Vinicius Mota - Folha de S.Paulo
No início do ano, quando a autoridade presidencial começou a desabar, a meta realista de Dilma Rousseff era terminar o segundo mandato como Fernando Henrique, com popularidade baixa, mas no controle do Congresso. Agora o "benchmark" baixou para José Sarney.
Na metade final de sua administração, o primeiro presidente da democratização era governado pelo Legislativo e pelos fatos. Galopava sobre seus ombros uma crise inflacionária de fazer lembrar a do Zimbábue sob Robert Mugabe.

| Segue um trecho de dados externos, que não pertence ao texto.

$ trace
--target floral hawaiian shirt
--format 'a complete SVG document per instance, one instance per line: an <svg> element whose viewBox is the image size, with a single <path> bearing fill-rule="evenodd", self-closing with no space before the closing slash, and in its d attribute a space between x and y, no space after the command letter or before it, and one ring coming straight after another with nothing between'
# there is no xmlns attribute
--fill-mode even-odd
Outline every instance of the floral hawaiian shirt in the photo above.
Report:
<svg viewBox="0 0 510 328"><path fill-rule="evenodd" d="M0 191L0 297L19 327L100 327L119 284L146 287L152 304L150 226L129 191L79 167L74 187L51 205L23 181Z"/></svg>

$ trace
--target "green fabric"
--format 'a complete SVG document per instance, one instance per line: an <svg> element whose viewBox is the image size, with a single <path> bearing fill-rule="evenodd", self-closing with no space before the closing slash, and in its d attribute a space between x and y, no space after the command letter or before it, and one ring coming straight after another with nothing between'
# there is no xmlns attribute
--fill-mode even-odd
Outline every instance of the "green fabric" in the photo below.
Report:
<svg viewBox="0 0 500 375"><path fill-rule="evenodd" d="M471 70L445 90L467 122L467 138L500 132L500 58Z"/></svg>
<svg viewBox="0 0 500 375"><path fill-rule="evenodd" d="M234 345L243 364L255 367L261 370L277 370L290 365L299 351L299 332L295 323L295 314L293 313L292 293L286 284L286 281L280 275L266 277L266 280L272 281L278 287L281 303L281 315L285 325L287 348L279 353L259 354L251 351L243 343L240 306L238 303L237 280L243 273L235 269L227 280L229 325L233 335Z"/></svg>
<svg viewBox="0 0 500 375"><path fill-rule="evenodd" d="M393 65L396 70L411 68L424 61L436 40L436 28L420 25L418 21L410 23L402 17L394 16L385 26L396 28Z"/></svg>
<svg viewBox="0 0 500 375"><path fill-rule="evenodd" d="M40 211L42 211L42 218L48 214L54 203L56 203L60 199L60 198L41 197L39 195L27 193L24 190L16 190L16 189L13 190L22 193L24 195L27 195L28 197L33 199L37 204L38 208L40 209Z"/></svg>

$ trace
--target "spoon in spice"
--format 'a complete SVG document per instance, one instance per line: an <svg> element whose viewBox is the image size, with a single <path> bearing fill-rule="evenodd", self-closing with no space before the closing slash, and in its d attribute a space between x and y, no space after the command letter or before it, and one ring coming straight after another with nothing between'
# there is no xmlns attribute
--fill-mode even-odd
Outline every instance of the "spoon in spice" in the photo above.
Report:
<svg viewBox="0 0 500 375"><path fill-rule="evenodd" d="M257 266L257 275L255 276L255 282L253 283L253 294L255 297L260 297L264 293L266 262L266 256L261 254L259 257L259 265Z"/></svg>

Na campanha de 1989, Sarney apanhou dia sim, outro também, de todos os candidatos à Presidência. Manteve, contudo, a fleugma. Evitou revanchismos e aventuras institucionais num momento em que o tecido do novo regime ainda era frágil.
Houvesse resistido à tentação de reembarcar na política oligárquica depois de deixar o Planalto, sua imagem de "estadista" estaria preservada. Perdeu pontos, de todo modo, não pela conduta adotada durante o mandato presidencial.
Dilma ainda precisa melhorar para chegar a Sarney. Falta a ela o que talvez tenha prevalecido no caso dele: desprendimento para lutar por reconhecimento mais generoso da História dentro do agudo ângulo de manobra oferecido pelo presente.
Agarrada como está a personagens hamletianos, que entram em cena para matar e morrer, a presidente não vai longe. Poderá terminar o mandato, pois a contingência é hoje a rainha da trama, mas sua biografia será reduzida a pó de traque.
Em vez de digladiar-se pela CPMF, Dilma poderia gastar o mesmo capital político escasso numa reforma profunda da Previdência, que garanta sua solvência, e a do Estado brasileiro, ao longo do século.
Nesse caso, precisaria mudar de interlocutores e aliados. Não é com a raia miúda da Câmara que vai chegar lá. Tampouco teleguiada por Lula, obcecado apenas com a própria sobrevivência.